How to scrape all comments from a subreddit on Reddit?

siamii picture siamii · Jun 28, 2015 · Viewed 8.8k times · Source

I'm trying to scrape all comments from a subreddit. I've found a library called PRAW. It gives an example

import praw
r = praw.Reddit('Comment parser example by u/_Daimon_')
subreddit = r.get_subreddit("python")
comments = subreddit.get_comments()

However, this returns only the most recent 25 comments. How can I parse all comments in the subreddit? On the Reddit interface, there's a next button, so it should be possible to go back in history page by page.

Answer

IronManMark20 picture IronManMark20 · Jun 28, 2015

From the docs:

See UnauthenticatedReddit.get_comments() for complete usage.

That function has *args and **kwargs, and the function notes:

The additional parameters are passed directly into get_content(). Note: the url parameter cannot be altered.

Therefore, I looked at that function (find it here). One of the arguments for get_content is limit.

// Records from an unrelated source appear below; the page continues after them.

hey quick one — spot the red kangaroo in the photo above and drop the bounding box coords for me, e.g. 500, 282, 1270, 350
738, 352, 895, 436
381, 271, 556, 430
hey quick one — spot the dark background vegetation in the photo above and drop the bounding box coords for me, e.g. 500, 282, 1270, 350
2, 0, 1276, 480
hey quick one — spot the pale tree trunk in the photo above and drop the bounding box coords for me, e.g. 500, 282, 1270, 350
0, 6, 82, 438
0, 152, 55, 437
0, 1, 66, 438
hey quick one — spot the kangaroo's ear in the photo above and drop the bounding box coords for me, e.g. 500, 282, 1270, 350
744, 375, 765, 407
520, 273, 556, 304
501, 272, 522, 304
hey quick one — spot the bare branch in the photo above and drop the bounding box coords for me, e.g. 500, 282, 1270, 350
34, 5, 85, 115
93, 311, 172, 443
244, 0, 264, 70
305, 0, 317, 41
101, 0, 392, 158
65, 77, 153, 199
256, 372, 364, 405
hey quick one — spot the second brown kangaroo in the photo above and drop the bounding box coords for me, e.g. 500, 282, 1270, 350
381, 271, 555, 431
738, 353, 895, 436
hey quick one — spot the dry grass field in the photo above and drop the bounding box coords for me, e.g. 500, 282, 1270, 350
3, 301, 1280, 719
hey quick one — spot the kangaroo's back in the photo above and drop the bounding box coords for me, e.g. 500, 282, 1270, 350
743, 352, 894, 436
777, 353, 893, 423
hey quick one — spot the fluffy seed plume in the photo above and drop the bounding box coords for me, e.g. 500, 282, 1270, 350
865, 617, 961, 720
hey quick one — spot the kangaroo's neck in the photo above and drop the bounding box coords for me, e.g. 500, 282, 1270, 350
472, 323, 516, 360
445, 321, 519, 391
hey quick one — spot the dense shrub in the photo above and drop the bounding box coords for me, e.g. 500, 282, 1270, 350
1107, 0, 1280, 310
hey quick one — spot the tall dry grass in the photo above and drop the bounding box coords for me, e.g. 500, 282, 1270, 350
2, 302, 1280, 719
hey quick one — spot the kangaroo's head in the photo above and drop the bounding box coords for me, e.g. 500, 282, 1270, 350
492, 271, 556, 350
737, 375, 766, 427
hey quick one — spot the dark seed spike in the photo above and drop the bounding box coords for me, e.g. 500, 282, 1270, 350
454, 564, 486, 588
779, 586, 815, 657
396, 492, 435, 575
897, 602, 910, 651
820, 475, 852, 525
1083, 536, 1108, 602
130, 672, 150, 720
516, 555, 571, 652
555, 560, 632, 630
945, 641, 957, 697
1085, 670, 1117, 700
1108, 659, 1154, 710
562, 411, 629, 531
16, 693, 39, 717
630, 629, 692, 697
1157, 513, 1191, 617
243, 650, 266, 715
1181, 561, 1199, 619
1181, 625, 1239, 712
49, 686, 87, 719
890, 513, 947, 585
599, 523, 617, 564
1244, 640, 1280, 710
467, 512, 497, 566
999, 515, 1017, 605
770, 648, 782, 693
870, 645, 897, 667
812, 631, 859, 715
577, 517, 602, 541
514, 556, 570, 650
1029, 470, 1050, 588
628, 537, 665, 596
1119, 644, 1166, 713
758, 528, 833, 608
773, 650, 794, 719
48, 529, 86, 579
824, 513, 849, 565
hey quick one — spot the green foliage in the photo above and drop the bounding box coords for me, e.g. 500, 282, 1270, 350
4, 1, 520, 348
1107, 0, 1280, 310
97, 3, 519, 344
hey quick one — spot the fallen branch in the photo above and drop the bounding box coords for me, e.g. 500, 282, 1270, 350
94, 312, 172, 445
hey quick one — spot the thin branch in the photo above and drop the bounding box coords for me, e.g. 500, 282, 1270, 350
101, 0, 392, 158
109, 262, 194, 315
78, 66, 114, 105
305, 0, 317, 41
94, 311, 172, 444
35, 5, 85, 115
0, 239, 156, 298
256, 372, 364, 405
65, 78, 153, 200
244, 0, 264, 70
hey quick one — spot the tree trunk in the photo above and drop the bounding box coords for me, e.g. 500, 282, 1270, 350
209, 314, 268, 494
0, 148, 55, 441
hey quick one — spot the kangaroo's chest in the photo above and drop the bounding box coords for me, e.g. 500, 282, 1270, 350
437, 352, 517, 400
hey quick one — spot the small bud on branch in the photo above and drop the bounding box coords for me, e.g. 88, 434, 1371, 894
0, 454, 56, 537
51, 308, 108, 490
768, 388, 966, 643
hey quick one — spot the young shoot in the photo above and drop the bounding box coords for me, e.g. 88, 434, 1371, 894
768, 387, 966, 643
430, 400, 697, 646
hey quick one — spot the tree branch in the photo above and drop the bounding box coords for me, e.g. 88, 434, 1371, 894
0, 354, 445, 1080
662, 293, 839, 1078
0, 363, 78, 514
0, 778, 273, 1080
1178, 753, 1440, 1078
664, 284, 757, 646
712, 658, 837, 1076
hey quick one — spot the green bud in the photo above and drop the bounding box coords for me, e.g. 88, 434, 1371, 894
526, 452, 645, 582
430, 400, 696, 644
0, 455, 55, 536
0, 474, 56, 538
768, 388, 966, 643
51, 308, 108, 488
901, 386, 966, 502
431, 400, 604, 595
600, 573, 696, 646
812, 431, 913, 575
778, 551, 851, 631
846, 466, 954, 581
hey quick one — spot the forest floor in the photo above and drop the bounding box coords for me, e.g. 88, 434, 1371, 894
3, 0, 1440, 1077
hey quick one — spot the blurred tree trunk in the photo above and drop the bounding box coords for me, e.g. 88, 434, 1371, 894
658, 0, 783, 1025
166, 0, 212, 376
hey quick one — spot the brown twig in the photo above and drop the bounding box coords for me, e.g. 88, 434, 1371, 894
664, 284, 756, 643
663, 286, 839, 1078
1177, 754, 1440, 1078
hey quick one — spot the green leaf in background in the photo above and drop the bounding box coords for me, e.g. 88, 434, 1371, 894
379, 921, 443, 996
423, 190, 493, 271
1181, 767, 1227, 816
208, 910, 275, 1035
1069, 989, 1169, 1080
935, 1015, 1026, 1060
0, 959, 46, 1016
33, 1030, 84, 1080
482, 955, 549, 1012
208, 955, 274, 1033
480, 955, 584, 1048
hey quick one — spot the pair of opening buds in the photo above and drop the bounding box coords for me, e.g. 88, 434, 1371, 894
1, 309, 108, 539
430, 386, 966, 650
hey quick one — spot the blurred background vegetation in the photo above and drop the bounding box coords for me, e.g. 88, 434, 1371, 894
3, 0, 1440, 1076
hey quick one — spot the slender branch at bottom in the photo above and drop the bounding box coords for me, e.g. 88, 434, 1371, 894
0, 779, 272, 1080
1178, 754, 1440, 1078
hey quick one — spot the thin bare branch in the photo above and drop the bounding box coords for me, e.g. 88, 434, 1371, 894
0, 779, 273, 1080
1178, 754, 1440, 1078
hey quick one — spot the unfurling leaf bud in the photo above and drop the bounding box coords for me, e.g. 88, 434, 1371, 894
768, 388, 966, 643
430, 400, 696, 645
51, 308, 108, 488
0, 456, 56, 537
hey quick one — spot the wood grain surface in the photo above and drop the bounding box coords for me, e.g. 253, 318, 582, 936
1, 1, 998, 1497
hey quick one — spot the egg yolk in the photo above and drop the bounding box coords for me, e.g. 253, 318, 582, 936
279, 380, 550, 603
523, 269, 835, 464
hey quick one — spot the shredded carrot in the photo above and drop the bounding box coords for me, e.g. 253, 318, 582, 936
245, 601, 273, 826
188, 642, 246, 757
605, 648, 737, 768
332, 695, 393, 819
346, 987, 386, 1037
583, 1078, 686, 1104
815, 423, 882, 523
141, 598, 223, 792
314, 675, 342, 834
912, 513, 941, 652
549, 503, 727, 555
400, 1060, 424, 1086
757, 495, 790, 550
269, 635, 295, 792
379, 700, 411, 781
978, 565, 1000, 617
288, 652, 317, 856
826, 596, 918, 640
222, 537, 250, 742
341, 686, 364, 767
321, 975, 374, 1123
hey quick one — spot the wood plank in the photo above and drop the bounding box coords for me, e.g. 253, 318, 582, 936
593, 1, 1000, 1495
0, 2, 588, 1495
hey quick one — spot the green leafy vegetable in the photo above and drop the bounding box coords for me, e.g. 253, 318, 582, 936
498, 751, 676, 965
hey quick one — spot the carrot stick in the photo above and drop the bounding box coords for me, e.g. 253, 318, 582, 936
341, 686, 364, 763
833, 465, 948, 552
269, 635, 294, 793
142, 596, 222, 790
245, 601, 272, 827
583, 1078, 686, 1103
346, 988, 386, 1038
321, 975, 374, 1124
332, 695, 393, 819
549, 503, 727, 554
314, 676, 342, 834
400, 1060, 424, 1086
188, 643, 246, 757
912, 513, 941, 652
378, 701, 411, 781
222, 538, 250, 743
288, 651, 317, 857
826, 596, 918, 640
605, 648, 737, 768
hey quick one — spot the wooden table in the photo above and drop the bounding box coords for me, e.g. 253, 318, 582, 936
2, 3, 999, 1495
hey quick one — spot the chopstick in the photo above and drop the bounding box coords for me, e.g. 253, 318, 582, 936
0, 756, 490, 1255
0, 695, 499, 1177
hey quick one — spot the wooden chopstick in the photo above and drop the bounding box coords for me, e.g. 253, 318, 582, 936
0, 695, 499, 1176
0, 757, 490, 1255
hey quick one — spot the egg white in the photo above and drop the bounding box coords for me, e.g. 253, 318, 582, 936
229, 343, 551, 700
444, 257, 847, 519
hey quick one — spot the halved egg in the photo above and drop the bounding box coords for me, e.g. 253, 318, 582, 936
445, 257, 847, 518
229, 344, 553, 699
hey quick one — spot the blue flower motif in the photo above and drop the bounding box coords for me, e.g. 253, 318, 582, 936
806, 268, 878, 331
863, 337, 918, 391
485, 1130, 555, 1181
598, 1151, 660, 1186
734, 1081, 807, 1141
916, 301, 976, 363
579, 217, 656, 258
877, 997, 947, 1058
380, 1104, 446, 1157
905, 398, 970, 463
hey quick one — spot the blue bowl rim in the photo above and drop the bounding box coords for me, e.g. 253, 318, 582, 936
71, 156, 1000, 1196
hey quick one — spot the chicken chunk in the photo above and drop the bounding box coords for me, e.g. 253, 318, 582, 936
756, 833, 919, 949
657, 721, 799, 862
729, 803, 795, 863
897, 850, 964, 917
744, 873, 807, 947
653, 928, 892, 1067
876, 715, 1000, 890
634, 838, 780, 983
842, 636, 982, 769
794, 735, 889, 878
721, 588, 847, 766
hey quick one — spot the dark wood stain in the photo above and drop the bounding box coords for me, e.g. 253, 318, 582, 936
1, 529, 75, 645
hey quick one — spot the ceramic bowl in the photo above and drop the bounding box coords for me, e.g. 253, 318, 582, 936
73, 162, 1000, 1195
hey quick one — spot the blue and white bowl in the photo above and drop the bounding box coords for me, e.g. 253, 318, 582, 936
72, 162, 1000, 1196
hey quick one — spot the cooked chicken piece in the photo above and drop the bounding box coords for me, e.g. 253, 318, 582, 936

limit – the number of content entries to fetch. If limit <= 0, fetch the default for your account (25 for unauthenticated users). If limit is None, then fetch as many entries as possible (reddit returns at most 100 per request, however, PRAW will automatically make additional requests as necessary).

(Emphasis added). So my test was:

 comments=subreddit.get_comments(limit=None)

And I got 30+ comments (probably the 100 limit, but I had to go through them manually, so I thought 30 was enough).